This deal had “owner-endorsed” written all over it. At $28 million for two years, it was a fairly expensive last-puzzle-piece statement by the team’s brass. The Nats now have Soriano, who saved 42 last season and 45 in 2010; Drew Storen, who saved 43 in 2011; and all-star Tyler Clippard, who saved 32 in ’12.

When last seen, the Nats were suffering one of the worst final-game blown leads in postseason history. A good but tired bullpen leaked fuel until finally the wrong Cardinals sparks lit the blaze. What psychological damage might linger? For a team that won 98 games, many of them high-stress one- and two-run games, were Storen and Clippard enough?

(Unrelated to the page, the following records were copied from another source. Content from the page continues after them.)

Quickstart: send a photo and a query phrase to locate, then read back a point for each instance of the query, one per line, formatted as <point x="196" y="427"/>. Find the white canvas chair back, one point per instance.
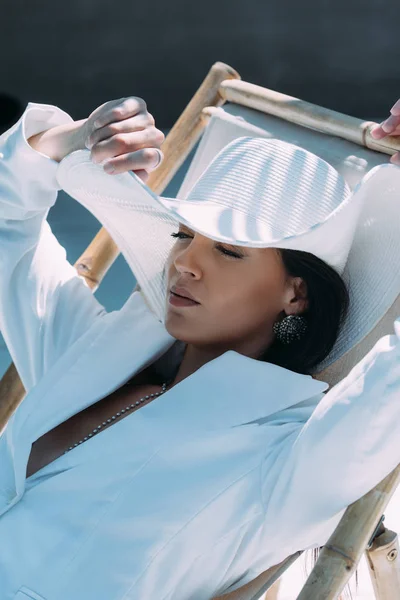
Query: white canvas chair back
<point x="350" y="159"/>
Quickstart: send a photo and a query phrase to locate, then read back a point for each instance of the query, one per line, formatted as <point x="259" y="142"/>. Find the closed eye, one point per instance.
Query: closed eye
<point x="181" y="235"/>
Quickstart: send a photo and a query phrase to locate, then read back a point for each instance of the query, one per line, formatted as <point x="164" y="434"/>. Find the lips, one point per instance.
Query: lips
<point x="183" y="293"/>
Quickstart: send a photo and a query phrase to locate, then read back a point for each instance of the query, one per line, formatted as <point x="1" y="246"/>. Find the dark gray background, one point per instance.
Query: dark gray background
<point x="343" y="54"/>
<point x="77" y="55"/>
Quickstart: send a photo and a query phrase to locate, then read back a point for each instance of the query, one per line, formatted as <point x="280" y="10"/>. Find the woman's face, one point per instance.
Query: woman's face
<point x="239" y="293"/>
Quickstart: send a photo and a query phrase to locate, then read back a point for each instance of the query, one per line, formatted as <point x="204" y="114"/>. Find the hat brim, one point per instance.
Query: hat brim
<point x="141" y="223"/>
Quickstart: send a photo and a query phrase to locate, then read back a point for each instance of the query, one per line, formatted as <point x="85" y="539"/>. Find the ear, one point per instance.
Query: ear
<point x="296" y="297"/>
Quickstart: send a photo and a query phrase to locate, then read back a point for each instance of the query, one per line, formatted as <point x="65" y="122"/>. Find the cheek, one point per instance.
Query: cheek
<point x="250" y="300"/>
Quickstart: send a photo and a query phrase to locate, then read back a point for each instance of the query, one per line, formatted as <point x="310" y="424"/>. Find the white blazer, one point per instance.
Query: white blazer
<point x="196" y="493"/>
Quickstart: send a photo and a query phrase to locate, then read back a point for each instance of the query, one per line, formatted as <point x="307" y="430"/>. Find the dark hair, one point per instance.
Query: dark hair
<point x="328" y="302"/>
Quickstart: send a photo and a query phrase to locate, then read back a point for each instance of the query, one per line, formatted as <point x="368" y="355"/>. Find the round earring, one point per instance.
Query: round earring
<point x="290" y="328"/>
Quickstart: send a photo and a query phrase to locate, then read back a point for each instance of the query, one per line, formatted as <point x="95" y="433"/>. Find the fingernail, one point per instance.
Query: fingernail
<point x="395" y="110"/>
<point x="387" y="127"/>
<point x="109" y="168"/>
<point x="374" y="132"/>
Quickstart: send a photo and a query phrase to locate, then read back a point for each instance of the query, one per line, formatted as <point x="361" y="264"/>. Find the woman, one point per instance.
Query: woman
<point x="239" y="464"/>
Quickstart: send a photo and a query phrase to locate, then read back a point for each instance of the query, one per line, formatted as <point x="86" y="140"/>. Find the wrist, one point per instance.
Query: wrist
<point x="59" y="141"/>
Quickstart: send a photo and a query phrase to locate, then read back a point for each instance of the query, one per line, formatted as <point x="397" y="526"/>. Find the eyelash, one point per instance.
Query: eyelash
<point x="181" y="236"/>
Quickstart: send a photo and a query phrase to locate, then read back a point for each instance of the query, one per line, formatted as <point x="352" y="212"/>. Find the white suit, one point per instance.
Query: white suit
<point x="199" y="491"/>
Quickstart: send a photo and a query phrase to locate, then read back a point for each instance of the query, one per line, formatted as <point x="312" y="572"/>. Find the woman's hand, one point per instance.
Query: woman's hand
<point x="120" y="134"/>
<point x="391" y="126"/>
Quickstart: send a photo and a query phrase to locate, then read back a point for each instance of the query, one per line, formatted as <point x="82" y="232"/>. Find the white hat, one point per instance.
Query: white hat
<point x="259" y="193"/>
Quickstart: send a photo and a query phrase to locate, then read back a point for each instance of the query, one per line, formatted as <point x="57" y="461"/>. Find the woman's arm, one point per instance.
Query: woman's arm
<point x="44" y="305"/>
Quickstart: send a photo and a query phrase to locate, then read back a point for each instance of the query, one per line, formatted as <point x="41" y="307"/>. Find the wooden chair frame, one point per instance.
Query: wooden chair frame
<point x="340" y="556"/>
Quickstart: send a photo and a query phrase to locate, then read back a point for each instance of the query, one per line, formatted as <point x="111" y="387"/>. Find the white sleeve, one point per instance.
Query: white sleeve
<point x="44" y="305"/>
<point x="348" y="445"/>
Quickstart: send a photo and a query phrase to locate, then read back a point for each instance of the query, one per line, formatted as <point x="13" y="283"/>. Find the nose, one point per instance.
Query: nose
<point x="188" y="260"/>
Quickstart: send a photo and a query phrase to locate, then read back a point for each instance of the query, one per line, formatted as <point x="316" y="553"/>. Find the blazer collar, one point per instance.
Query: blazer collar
<point x="229" y="390"/>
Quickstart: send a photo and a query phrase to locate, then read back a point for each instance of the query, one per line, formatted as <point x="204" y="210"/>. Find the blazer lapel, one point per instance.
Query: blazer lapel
<point x="121" y="344"/>
<point x="229" y="391"/>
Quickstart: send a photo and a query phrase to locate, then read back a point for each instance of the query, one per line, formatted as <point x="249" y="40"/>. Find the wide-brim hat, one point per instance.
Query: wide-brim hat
<point x="258" y="193"/>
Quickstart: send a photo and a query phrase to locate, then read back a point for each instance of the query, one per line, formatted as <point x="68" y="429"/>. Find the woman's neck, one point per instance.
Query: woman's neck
<point x="194" y="358"/>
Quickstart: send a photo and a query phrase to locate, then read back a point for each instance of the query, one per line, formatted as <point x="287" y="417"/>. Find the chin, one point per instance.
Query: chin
<point x="180" y="329"/>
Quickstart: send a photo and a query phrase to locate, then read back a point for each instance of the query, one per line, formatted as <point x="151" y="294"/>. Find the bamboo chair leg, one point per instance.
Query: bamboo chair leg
<point x="340" y="556"/>
<point x="272" y="593"/>
<point x="384" y="565"/>
<point x="94" y="263"/>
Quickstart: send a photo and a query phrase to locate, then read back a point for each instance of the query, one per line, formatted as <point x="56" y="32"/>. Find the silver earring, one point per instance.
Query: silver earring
<point x="290" y="328"/>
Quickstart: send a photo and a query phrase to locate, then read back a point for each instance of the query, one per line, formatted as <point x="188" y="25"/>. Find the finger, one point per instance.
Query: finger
<point x="395" y="159"/>
<point x="136" y="123"/>
<point x="146" y="159"/>
<point x="390" y="124"/>
<point x="142" y="174"/>
<point x="122" y="109"/>
<point x="395" y="110"/>
<point x="377" y="133"/>
<point x="124" y="143"/>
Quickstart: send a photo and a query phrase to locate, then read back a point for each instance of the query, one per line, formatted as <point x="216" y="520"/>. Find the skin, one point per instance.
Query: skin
<point x="390" y="126"/>
<point x="241" y="297"/>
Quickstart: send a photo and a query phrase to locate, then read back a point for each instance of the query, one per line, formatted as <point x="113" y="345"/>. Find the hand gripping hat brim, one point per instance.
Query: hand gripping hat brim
<point x="258" y="193"/>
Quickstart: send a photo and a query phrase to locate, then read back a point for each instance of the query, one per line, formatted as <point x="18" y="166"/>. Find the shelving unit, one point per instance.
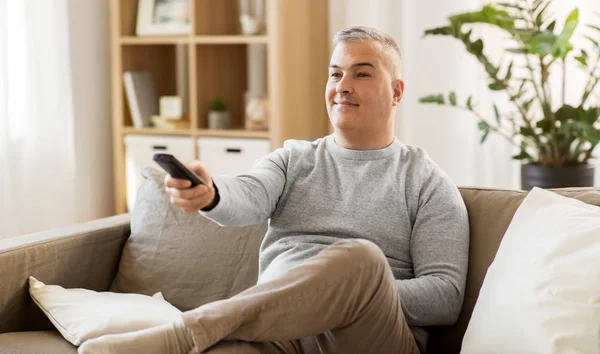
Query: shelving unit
<point x="216" y="65"/>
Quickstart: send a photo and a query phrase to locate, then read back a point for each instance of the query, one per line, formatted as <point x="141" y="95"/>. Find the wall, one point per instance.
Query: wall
<point x="89" y="49"/>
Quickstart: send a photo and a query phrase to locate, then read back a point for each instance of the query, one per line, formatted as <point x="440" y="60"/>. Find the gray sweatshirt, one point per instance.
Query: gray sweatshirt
<point x="316" y="193"/>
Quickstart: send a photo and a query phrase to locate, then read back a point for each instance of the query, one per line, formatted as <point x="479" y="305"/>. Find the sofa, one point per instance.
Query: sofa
<point x="88" y="256"/>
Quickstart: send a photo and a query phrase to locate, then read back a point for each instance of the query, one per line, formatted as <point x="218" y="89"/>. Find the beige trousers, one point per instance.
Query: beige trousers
<point x="343" y="300"/>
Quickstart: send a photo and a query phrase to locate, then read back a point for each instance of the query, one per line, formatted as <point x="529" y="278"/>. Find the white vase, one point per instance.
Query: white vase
<point x="218" y="120"/>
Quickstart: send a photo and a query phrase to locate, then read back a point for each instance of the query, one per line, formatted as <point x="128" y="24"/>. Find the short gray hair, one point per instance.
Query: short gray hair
<point x="363" y="33"/>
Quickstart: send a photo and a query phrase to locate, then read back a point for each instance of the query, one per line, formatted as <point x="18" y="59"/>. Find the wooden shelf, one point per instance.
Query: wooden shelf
<point x="215" y="60"/>
<point x="135" y="40"/>
<point x="231" y="39"/>
<point x="220" y="133"/>
<point x="233" y="133"/>
<point x="155" y="131"/>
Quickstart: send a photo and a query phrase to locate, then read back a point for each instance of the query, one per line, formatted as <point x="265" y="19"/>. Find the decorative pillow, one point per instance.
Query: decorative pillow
<point x="193" y="259"/>
<point x="81" y="314"/>
<point x="541" y="293"/>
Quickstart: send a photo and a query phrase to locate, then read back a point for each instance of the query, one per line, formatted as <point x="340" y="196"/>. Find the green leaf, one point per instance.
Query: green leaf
<point x="542" y="43"/>
<point x="550" y="26"/>
<point x="591" y="115"/>
<point x="582" y="60"/>
<point x="517" y="50"/>
<point x="439" y="99"/>
<point x="496" y="113"/>
<point x="523" y="155"/>
<point x="488" y="14"/>
<point x="495" y="86"/>
<point x="536" y="5"/>
<point x="591" y="133"/>
<point x="592" y="40"/>
<point x="477" y="47"/>
<point x="545" y="125"/>
<point x="527" y="104"/>
<point x="508" y="71"/>
<point x="512" y="6"/>
<point x="594" y="27"/>
<point x="539" y="19"/>
<point x="452" y="98"/>
<point x="566" y="112"/>
<point x="526" y="131"/>
<point x="444" y="31"/>
<point x="469" y="103"/>
<point x="484" y="136"/>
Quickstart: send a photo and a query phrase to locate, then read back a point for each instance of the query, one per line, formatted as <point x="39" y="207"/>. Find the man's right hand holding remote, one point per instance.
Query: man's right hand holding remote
<point x="203" y="196"/>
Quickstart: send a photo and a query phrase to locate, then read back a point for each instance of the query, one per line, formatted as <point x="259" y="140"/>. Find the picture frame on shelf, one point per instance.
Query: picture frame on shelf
<point x="163" y="18"/>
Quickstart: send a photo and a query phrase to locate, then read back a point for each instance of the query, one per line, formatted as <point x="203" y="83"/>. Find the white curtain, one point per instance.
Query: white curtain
<point x="440" y="65"/>
<point x="37" y="155"/>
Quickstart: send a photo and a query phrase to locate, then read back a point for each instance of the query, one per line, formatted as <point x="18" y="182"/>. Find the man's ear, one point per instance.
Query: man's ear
<point x="398" y="87"/>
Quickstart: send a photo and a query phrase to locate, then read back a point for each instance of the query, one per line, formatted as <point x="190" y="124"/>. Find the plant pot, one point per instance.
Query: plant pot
<point x="218" y="120"/>
<point x="556" y="177"/>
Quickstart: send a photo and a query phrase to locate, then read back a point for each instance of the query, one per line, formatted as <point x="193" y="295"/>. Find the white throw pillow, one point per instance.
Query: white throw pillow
<point x="81" y="314"/>
<point x="541" y="294"/>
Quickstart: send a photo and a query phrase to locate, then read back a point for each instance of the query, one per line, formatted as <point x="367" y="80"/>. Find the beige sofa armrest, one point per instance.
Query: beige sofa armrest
<point x="80" y="256"/>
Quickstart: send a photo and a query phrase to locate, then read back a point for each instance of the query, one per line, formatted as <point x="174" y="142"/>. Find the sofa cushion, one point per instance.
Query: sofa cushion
<point x="544" y="277"/>
<point x="188" y="257"/>
<point x="82" y="314"/>
<point x="36" y="342"/>
<point x="490" y="212"/>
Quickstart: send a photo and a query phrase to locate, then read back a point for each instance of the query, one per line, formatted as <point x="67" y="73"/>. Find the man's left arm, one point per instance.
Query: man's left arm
<point x="439" y="248"/>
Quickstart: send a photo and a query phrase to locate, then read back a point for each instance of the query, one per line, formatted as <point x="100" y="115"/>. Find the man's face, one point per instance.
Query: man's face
<point x="360" y="92"/>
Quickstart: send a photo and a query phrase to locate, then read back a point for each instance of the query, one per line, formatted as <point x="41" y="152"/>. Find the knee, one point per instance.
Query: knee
<point x="361" y="251"/>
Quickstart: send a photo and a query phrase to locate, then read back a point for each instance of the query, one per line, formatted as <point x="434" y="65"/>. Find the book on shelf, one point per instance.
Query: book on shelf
<point x="141" y="97"/>
<point x="170" y="124"/>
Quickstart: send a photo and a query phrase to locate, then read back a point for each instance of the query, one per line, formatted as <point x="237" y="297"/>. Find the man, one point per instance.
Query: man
<point x="367" y="240"/>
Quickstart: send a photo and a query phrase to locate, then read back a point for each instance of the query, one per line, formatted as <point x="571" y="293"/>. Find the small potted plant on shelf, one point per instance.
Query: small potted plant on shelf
<point x="218" y="116"/>
<point x="555" y="139"/>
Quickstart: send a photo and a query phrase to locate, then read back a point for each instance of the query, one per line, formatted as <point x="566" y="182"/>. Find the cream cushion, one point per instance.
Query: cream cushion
<point x="541" y="294"/>
<point x="81" y="314"/>
<point x="188" y="257"/>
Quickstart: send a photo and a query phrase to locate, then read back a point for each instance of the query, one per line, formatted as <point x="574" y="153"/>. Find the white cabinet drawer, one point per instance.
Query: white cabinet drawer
<point x="232" y="157"/>
<point x="139" y="150"/>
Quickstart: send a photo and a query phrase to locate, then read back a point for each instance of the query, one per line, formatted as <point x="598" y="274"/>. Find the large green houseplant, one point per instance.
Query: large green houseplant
<point x="555" y="139"/>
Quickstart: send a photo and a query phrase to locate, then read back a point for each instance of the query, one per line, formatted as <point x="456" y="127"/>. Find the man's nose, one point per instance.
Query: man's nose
<point x="344" y="85"/>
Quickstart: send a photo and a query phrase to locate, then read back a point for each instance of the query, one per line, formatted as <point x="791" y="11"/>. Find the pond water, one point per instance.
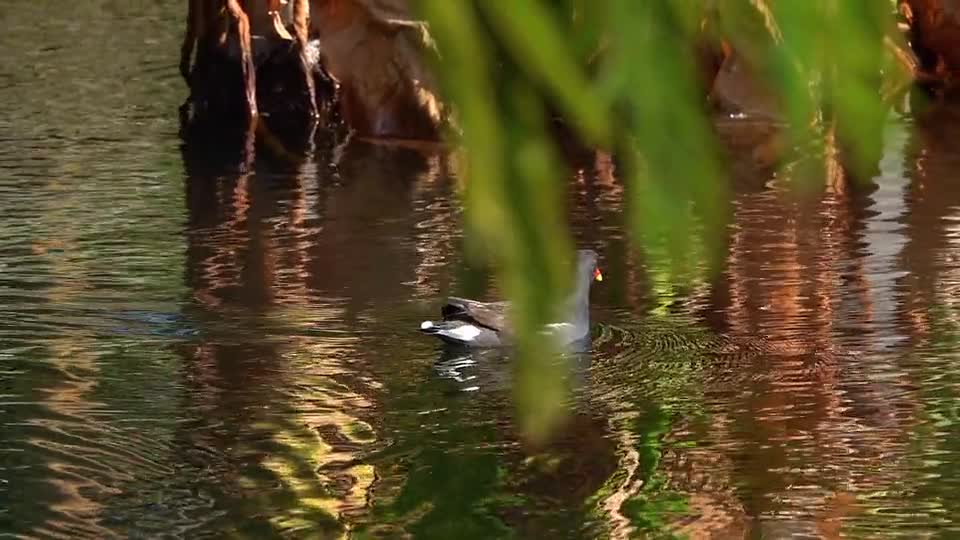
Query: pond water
<point x="199" y="342"/>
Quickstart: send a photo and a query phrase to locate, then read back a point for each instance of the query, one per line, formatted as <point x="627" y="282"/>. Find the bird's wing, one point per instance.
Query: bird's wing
<point x="492" y="315"/>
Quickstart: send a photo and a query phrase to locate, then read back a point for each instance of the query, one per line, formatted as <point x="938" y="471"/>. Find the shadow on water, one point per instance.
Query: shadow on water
<point x="218" y="336"/>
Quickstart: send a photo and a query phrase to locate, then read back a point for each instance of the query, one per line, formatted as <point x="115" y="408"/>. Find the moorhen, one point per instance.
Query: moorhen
<point x="484" y="324"/>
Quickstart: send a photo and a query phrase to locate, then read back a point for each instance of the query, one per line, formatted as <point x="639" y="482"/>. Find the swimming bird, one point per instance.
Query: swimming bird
<point x="472" y="323"/>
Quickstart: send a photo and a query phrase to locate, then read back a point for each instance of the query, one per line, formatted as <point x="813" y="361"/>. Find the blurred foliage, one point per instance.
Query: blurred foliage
<point x="628" y="76"/>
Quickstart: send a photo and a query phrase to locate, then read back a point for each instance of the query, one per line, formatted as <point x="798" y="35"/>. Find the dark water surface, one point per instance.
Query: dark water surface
<point x="189" y="351"/>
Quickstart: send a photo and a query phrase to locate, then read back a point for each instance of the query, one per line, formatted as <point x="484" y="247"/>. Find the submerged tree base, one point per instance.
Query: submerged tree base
<point x="217" y="91"/>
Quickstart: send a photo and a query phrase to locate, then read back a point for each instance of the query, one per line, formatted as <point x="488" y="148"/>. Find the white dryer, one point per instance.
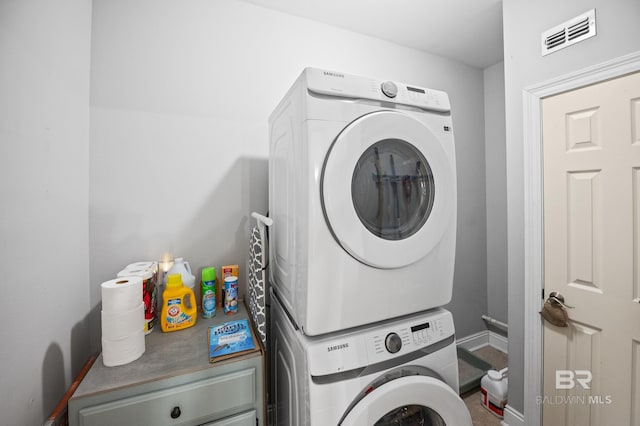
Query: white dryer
<point x="402" y="372"/>
<point x="362" y="192"/>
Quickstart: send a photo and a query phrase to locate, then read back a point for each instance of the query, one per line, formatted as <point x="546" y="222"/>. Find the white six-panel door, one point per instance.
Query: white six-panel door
<point x="591" y="152"/>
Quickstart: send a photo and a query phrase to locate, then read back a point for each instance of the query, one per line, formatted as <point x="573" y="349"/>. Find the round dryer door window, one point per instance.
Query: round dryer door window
<point x="392" y="189"/>
<point x="388" y="189"/>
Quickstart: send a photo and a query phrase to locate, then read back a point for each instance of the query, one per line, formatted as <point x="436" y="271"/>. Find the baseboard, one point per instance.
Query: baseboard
<point x="482" y="339"/>
<point x="498" y="341"/>
<point x="512" y="417"/>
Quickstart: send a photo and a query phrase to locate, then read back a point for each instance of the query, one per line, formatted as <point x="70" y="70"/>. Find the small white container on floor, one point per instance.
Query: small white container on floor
<point x="493" y="387"/>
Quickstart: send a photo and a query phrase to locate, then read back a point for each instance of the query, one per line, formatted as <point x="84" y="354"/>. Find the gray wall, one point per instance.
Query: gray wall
<point x="524" y="21"/>
<point x="44" y="187"/>
<point x="496" y="189"/>
<point x="180" y="95"/>
<point x="168" y="155"/>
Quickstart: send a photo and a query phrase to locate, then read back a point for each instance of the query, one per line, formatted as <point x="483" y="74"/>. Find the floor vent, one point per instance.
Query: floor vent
<point x="571" y="32"/>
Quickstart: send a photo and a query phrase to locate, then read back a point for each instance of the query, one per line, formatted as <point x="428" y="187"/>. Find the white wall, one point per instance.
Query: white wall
<point x="524" y="21"/>
<point x="44" y="186"/>
<point x="496" y="189"/>
<point x="180" y="95"/>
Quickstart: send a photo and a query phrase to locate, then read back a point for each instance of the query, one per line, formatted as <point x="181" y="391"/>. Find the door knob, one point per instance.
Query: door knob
<point x="558" y="299"/>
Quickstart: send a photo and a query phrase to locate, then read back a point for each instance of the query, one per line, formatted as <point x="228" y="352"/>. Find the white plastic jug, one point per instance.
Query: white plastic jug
<point x="493" y="387"/>
<point x="182" y="267"/>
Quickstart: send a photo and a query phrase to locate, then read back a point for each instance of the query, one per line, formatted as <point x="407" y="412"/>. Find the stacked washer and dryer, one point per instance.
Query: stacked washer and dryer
<point x="362" y="193"/>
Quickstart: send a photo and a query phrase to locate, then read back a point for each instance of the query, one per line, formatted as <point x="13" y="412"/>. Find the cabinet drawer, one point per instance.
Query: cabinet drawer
<point x="244" y="419"/>
<point x="198" y="401"/>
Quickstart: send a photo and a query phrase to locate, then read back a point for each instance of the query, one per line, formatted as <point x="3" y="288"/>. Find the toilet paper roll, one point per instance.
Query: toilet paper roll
<point x="118" y="325"/>
<point x="122" y="351"/>
<point x="121" y="294"/>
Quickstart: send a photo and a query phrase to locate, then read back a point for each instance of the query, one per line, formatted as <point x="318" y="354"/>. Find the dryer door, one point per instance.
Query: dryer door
<point x="410" y="400"/>
<point x="388" y="189"/>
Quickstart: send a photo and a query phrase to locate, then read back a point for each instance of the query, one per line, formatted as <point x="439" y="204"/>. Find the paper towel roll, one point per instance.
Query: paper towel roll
<point x="121" y="294"/>
<point x="122" y="351"/>
<point x="118" y="325"/>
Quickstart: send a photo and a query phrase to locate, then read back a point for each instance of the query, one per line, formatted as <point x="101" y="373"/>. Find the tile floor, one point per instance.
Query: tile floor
<point x="480" y="415"/>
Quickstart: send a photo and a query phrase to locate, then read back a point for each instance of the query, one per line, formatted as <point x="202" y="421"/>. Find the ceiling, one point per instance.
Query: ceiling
<point x="467" y="31"/>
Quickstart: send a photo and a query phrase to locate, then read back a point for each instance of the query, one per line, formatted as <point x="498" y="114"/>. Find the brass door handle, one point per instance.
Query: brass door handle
<point x="558" y="299"/>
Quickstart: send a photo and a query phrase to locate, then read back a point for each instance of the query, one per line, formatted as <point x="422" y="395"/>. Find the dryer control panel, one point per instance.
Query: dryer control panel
<point x="333" y="83"/>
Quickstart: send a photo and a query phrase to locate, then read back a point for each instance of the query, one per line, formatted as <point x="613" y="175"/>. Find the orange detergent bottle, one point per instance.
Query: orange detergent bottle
<point x="179" y="309"/>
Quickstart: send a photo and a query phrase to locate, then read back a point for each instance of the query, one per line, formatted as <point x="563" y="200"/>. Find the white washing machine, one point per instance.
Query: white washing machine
<point x="400" y="372"/>
<point x="362" y="192"/>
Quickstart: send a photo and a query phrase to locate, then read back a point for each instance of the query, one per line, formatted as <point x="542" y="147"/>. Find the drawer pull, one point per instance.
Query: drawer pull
<point x="175" y="413"/>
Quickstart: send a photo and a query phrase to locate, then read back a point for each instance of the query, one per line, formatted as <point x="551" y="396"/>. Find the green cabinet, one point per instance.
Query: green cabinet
<point x="174" y="383"/>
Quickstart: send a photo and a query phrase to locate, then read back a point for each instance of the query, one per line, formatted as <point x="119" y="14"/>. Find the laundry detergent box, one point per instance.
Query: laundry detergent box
<point x="230" y="338"/>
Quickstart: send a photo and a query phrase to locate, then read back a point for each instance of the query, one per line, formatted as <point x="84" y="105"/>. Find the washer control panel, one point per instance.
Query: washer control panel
<point x="393" y="343"/>
<point x="365" y="346"/>
<point x="388" y="342"/>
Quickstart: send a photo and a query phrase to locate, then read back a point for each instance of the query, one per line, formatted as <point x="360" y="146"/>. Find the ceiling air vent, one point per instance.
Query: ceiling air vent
<point x="571" y="32"/>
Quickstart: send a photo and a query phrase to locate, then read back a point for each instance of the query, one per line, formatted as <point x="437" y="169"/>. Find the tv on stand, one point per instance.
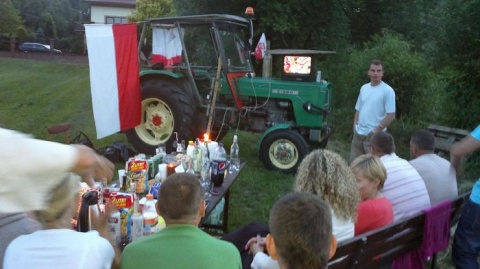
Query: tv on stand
<point x="298" y="68"/>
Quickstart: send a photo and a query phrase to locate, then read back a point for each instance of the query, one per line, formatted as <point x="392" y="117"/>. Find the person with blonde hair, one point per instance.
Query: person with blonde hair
<point x="326" y="174"/>
<point x="57" y="245"/>
<point x="374" y="211"/>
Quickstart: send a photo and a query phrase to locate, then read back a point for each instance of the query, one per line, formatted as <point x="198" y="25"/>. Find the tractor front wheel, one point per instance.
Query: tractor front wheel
<point x="283" y="150"/>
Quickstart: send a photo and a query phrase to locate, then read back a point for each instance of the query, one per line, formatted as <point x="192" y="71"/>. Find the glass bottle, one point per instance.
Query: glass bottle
<point x="234" y="155"/>
<point x="197" y="157"/>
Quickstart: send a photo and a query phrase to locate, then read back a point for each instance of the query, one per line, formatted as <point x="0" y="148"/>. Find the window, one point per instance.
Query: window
<point x="115" y="20"/>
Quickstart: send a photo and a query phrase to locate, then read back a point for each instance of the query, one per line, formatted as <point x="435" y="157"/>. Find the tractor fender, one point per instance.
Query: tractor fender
<point x="149" y="73"/>
<point x="281" y="126"/>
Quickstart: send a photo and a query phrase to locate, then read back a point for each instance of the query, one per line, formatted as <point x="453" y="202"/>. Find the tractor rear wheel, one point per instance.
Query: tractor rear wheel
<point x="166" y="108"/>
<point x="283" y="150"/>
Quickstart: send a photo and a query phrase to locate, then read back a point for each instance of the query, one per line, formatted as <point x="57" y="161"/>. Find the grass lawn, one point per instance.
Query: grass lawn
<point x="36" y="94"/>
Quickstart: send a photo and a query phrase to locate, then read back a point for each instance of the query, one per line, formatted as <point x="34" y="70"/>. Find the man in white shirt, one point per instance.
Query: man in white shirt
<point x="374" y="110"/>
<point x="437" y="173"/>
<point x="404" y="187"/>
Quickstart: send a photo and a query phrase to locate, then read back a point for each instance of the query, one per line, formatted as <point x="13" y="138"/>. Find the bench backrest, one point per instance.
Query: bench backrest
<point x="381" y="246"/>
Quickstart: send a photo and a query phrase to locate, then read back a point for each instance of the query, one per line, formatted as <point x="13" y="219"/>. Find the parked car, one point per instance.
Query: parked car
<point x="36" y="47"/>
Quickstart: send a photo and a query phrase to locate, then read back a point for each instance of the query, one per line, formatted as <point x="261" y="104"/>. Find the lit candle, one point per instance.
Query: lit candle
<point x="162" y="170"/>
<point x="170" y="168"/>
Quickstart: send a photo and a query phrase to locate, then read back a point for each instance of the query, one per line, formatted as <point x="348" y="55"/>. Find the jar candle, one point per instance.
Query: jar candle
<point x="170" y="168"/>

Few asked the bigger question: Why not outbid everybody for the Yankees’ closer, who also led the AL in saves for the Rays in ’10 (with a 1.76 ERA)? Reverse the question: What do you do with triple closers?

Suddenly, the Nats’ “window” of World Series opportunity looks more like a double-wide door or maybe the entrance to the rotunda. Things can always go wrong, but now there are even more ways they can go right.

You really don’t want to make things personal with Lerner, the wealthiest owner in baseball. Nobody had until last year. Then people started calling his team and his general manager names for shutting down Stephen Strasburg. They didn’t know that Lerner himself was the second-strongest advocate in counseling patience, behind Mike Rizzo.

“What was amazing is how we were vilified, like we were ruining the game of baseball,” one Nats decision-maker said.

Then, after the Nats blew Game 5 of the division series, the Cardinals said the young Nats were taking deep breaths and didn’t look ready for such a big-pressure game as they wasted a 6-0 lead. As this year began, Lerner was still frustrated over a long dispute with MASN about the fair TV rights for the Nats. Without financial certainty, would the Nats compete financially?

That is answered now. The Nats’ payroll, with Soriano the highest-paid reliever in baseball at $14 million a year, is roughly $115 million to $120 million— market-appropriate but perhaps edging into the game’s top 10.

Once sports owners experience victory, they get the bug. Even if they didn’t have it before, they catch it once they stand on their field celebrating a title, with the crowd standing and cheering, chanting everyone’s name. Maybe Lerner always planned to pay the price eventually to bring a World Series to Washington. But for certain, he was all-in after his Nationals clinched the National League East title in the last week of the ’12 regular season, a couple of years ahead of expectations.